A few days ago, The New York Times ran an article, "Need to Hide Some Income? You Don’t Have to Go to Panama," which implies that hundreds of thousands of corporations are setting up Panama-style tax havens in Delaware, Nevada, and Wyoming. (The article is an update of a 2012 article, with a release timed to coincide with the attention focused on the Panama Papers.)
This article is misleading. Well, maybe that's too strong -- the information is mostly accurate, but it's presented in a fairly sensationalist way. No, incorporating in Delaware is not a giant tax dodge.
Delaware does have favorable corporate laws, in the lack of fees, secrecy laws, and lack of certain state income taxes. But as virtually any lawyer will tell you, the primary reason that businesses like incorporating in Delaware is the ease of incorporation and the robustness of Delaware's corporate law.
On the first point, many entirely legal and legitimate business transactions involving mergers and acquisitions involve setting up new or temporary business vehicles to hold assets or funds as the entities shift around. Firms appreciate being able to set up LLCs quickly and cheaply in order to facilitate their business.
Second, Delaware's Court of Chancery, a court of equity, has a long history of administering corporate disputes.
(History time! Stretching back to England, there were separate courts of "law" and "equity." Put extremely loosely, the "law" courts dealt with "common" claims and were strictly bound by precedent and statute, while the "equity" dealt with issues of rights and obligations and had authority to settle cases based on fairness or reason. The distinction between law and equity is carried through to today; you have a right to a jury in "law" cases but not "equity" cases, and the standard is literally "would this claim have been in law or equity in the 18th century?" Today, the distinction is basically that "law" claims deal with money damages, while "equity" claims deal with injunctions, restraining orders, specific performance, and other cases where you're asking the court to make someone else do something besides paying money.)
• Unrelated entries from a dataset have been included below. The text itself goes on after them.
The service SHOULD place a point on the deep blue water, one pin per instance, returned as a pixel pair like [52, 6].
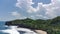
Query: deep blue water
[3, 27]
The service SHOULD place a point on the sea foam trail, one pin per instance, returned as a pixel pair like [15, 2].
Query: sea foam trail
[14, 30]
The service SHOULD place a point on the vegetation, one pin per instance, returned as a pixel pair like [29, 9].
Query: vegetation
[51, 26]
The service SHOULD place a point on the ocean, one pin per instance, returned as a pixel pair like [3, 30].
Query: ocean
[13, 29]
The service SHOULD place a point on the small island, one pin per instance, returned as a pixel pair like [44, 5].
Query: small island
[51, 26]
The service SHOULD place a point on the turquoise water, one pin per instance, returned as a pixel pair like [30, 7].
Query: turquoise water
[3, 27]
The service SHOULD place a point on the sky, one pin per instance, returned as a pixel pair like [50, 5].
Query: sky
[34, 9]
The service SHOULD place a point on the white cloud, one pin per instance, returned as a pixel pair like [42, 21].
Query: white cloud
[46, 10]
[15, 13]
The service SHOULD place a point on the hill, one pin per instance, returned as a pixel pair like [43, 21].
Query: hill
[51, 26]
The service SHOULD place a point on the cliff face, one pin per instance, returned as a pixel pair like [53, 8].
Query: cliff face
[52, 26]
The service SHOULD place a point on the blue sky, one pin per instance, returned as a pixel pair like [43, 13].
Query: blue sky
[19, 9]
Because Delaware does offer some tangible benefits to businesses formed there, long ago businesses began incorporating there in large numbers. This led to a huge number of corporate disputes being litigated in Delaware, particularly in regard to shareholder rights (a topic that can get very complex). The large number of disputes leads to experienced judges and a large volume of established case law, which makes it much easy for corporations, executives, directors and shareholders to have clarity about the scope of their rights and obligations. For instance, if a director is faced with some specific decision and is unsure what his obligations to shareholders are, it's much more likely his attorney will find a similar situation in previous Delaware case law than in a state with far fewer cases, like Missouri. Or, if a contract dispute is brewing, it's much more likely the attorneys will be able to search for specific contract wording and find a case where a judge interpreted those specific terms (given that companies and attorneys tend to recycle contract templates). If I'm thinking of investing money into a company, I have a greater understanding of my rights as a shareholder if that company is in Delaware.
The Times article is fairly light on how incorporation in Delaware itself constitutes a tax dodge. The article relies heavily on the idea that Delaware makes it easy to form "anonymous" LLCs, but then admits that “[y]ou can create anonymous companies anywhere in the United States.” The article quotes Gabriel Zucman as stating that "[y]ou see a ton of wealth in tax havens in Switzerland and the Cayman Islands that is owned by shell companies that are incorporated in Panama or in Delaware. The bulk of this wealth does not seem to be duly declared on tax returns.” Okay, but the tax dodge isn't the incorporation in Delaware, it's the creation of the haven in Switzerland or the Cayman Islands -- maybe Delaware made it more easy to incorporate the entity used for the dodge, but it's not that hard to incorporate anywhere.
The only other concrete statement regarding alleged U.S. tax dodging is that "Delaware allows companies to shift royalties and similar revenues where they actually do business to holding companies in Delaware, where they are not taxed." That's true -- Delaware does not tax royalties for intangible assets like intellectual property, and so companies will shift such assets to a Delaware holding company to avoid paying taxes on that revenue. But is that such a bad thing? The purpose of taxes is to offset the spending by the state to our benefit, but the nature of intangible assets is that they have no physical existence; if I'm in California, is California really spending any resources relating, say, to my copyright over this post?
Further, we're not talking about a gigantic amount here, relatively speaking. The Times's 2012 Delaware piece estimated that this loophole costs about $950 million in state taxes a year, compared against the $688 billion that corporations pay in state and local taxes every year.
While a Delaware corporation might pay a very low corporate income tax to that state, the company is still on the hook for a host of other taxes, including federal income taxes, sales taxes, employment taxes, property taxes, and others -- in 2014, only 9.4% of state and local taxes were paid as income taxes. Further, even a Delaware corporation has tax obligations to the states from which they derive income.
I'm not saying that incorporating in Delaware doesn't offer tax advantages. Of course it does. However, there's a giant difference between finding a strategy within the rules to lower your tax burden, and hiding your funds to misrepresent your actual tax burden. Every one of us, if we're smart, does the former. Equating incorporation in Delaware to setting up a haven in Panama is absurd.